Actually, if it is just the wedding ceremony I really wouldn't worry at all. I assumed it was the whole thing - or at least the reception and evening. People won't compare either really - not in the way you fear. They'll focus on the wedding in hand each time. Vent here and then forget about it. It'll be beautiful. But maybe do send a subtle message through finacé that you would be surprised and upset if they chose the same reception venue as you'd like the weddings to be not too similar. And relay that asap befoer they book!

WorraLiberty · 23/10/2012 11:17

Fair enough Blush

Then I shall conclude that you're marrying a donkey live on the Jerry Springer show....even though it's been done before!

Trills · 23/10/2012 11:19

I think they are getting married here

Vincenza · 23/10/2012 11:20

Rubbish Worra. I didn't even think of that. Now that would be unique!!

OP posts:
MyCannyBairn · 23/10/2012 11:20

Natural History Museum, a Zoo, Tower Bridge ?

LoveYouForeverMyBaby · 23/10/2012 11:20

Yanbu the other couple have acted completely out of line. Dont tell the b2b what your dress looks like!

WorraLiberty · 23/10/2012 11:21

With the wedding reception Here?

freddiefrog · 23/10/2012 11:22

I can understand why you're pissed off.

We went to look at a venue that I'd always loved and took some friends with us (yeah, I should have realised), they were there when we were discussing dates with the wedding organiser (we had a particular date in mind as it was the 10th anniversary of us getting together).

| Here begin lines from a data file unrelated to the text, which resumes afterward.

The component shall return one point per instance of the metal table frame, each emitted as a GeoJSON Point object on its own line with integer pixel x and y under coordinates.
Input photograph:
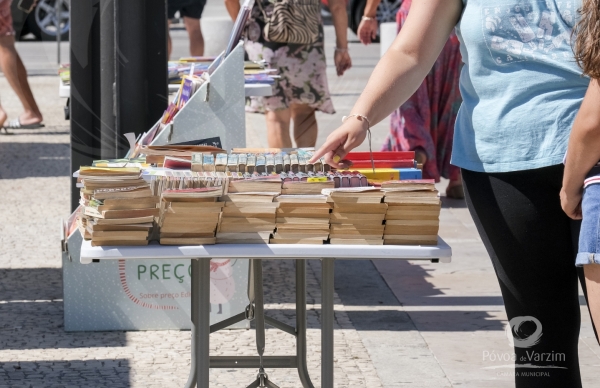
{"type": "Point", "coordinates": [201, 361]}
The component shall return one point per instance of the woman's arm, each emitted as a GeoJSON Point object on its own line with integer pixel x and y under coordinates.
{"type": "Point", "coordinates": [398, 74]}
{"type": "Point", "coordinates": [583, 152]}
{"type": "Point", "coordinates": [367, 29]}
{"type": "Point", "coordinates": [340, 23]}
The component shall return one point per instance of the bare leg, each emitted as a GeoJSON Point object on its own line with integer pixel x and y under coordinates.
{"type": "Point", "coordinates": [3, 117]}
{"type": "Point", "coordinates": [278, 128]}
{"type": "Point", "coordinates": [16, 74]}
{"type": "Point", "coordinates": [592, 282]}
{"type": "Point", "coordinates": [305, 125]}
{"type": "Point", "coordinates": [195, 33]}
{"type": "Point", "coordinates": [169, 43]}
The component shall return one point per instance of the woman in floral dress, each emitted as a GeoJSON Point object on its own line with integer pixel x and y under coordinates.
{"type": "Point", "coordinates": [425, 123]}
{"type": "Point", "coordinates": [302, 87]}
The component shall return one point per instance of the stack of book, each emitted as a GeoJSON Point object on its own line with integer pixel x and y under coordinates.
{"type": "Point", "coordinates": [302, 219]}
{"type": "Point", "coordinates": [118, 207]}
{"type": "Point", "coordinates": [249, 212]}
{"type": "Point", "coordinates": [190, 216]}
{"type": "Point", "coordinates": [413, 215]}
{"type": "Point", "coordinates": [357, 217]}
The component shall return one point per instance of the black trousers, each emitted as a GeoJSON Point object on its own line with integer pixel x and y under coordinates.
{"type": "Point", "coordinates": [532, 244]}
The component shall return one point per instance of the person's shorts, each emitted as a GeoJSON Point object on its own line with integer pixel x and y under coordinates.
{"type": "Point", "coordinates": [187, 8]}
{"type": "Point", "coordinates": [589, 236]}
{"type": "Point", "coordinates": [6, 28]}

Less than a week later the announced their wedding date - the date they had heard us discussing with the wedding organiser, and the venue - the very same one they'd been to view with us.

It felt like they'd nicked our entire wedding, I was so pissed off.

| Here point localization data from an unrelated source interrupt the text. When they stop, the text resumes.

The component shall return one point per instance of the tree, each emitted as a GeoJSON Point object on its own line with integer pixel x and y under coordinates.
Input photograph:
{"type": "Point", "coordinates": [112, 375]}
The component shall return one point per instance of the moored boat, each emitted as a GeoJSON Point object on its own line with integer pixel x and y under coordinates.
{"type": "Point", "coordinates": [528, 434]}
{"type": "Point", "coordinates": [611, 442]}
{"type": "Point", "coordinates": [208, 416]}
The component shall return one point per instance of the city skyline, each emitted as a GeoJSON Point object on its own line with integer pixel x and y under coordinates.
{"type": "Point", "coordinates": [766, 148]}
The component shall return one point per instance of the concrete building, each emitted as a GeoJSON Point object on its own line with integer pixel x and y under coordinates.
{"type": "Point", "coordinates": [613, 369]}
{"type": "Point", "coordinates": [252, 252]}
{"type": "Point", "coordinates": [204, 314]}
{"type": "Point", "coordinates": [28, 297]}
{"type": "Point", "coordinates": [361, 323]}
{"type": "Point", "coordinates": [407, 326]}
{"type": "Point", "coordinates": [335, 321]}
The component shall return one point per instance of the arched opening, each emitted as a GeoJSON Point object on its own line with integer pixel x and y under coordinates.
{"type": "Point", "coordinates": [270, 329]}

All our mutual friends knew it was a venue we were looking at and knew we'd been planning that date since we announced our engagement 2 months previously so most people were wtf about it.

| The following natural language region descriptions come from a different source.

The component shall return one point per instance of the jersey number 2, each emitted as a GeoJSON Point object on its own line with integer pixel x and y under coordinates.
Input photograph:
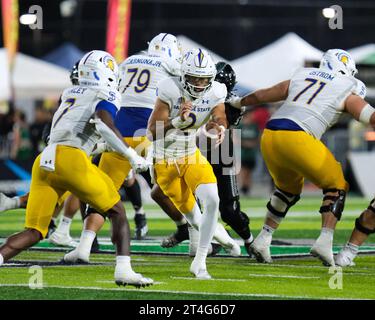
{"type": "Point", "coordinates": [312, 83]}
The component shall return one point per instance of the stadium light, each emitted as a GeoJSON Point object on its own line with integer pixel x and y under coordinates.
{"type": "Point", "coordinates": [328, 13]}
{"type": "Point", "coordinates": [28, 19]}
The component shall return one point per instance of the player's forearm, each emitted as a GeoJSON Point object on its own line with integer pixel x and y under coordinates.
{"type": "Point", "coordinates": [158, 129]}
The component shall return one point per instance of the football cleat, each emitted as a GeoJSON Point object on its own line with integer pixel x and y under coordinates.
{"type": "Point", "coordinates": [323, 250]}
{"type": "Point", "coordinates": [7, 203]}
{"type": "Point", "coordinates": [132, 279]}
{"type": "Point", "coordinates": [76, 256]}
{"type": "Point", "coordinates": [180, 235]}
{"type": "Point", "coordinates": [141, 228]}
{"type": "Point", "coordinates": [61, 239]}
{"type": "Point", "coordinates": [261, 249]}
{"type": "Point", "coordinates": [345, 258]}
{"type": "Point", "coordinates": [51, 228]}
{"type": "Point", "coordinates": [199, 271]}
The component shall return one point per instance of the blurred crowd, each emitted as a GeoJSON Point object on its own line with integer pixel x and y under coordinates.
{"type": "Point", "coordinates": [21, 139]}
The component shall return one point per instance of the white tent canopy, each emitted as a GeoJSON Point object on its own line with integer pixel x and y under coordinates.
{"type": "Point", "coordinates": [35, 79]}
{"type": "Point", "coordinates": [187, 44]}
{"type": "Point", "coordinates": [275, 62]}
{"type": "Point", "coordinates": [4, 76]}
{"type": "Point", "coordinates": [362, 52]}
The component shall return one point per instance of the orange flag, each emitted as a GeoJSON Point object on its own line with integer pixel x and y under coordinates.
{"type": "Point", "coordinates": [118, 25]}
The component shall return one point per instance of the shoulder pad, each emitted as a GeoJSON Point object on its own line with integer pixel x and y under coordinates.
{"type": "Point", "coordinates": [360, 89]}
{"type": "Point", "coordinates": [219, 90]}
{"type": "Point", "coordinates": [112, 96]}
{"type": "Point", "coordinates": [173, 67]}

There was nothing I could do, we hadn't booked it at that point (we wanted to look at a couple of other places first) so we had to suck it up. I really wasn't impressed though

Vincenza · 23/10/2012 11:22

Now you're talking!!

Thanks for all cheering me up. I'm not really this princessy in real life!

OP posts:
Trills · 23/10/2012 11:23

Lets' try it the other way.

DP's brother has just announced that he is getting married at St-Mary-the-something's Church in Somewhereville. We are also planning our wedding, for a couple of months later, and St Mary's is a place I've always dreamed of getting married. It has a special meaning for me because I used to sing in the choir when I was a little girl, and my (now deceased) granny used to do the flowers there. Do you think I should get married somewhere else now that BIL and SIL are getting married there?

Answer: no.

calypso2008 · 23/10/2012 11:24

Oh, I understand a bit more now you explain the family situation. That happened to me, in that, my parents and brother did not come to my wedding and my BIL had to walk me down the aisle. I think you are perhaps feeling on the 'back foot' because of that - peraps more anxious - I did, I was upset about it.

Don't worry - your wedding will be beautiful! Smile It is the first wedding - if I were the next bride, I would not have wanted to do what she is doing. I think you are in the 'win - win' situation here.

WorraLiberty · 23/10/2012 11:25

How can a deceased woman arrange flowers in church?

That's true dedication

ViviPru · 23/10/2012 11:25

Ooooohyah freddie, that'd be a tricky one to come back from, friendship-wise for me.....

Vincenza · 23/10/2012 11:26

I agree with that Trills but......

  1. Wedding was originally scheduled for somewhere else before it got changed to my venue so it must have been second place 'childhood dream'

  2. That would imply that you had even considered someone else's feelings.

I think it is the lack of consideration that is irritating me the most. They generally behave like I don't exist anyway.

OP posts:
Trills · 23/10/2012 11:26

Now deceased.
Used to.

Pay attention! :o

Either that or it really is the chalk man and the SIL has found out that she is a direct descendant of the man who modelled for the picture Wink

frantic51 · 23/10/2012 11:27

Nice one Trills (love the name btw) Grin

ViviPru · 23/10/2012 11:27

It's just the ceremony.

That's the boring bit.

Weddings are all about booze and fancy scran and frocks and almond dragees.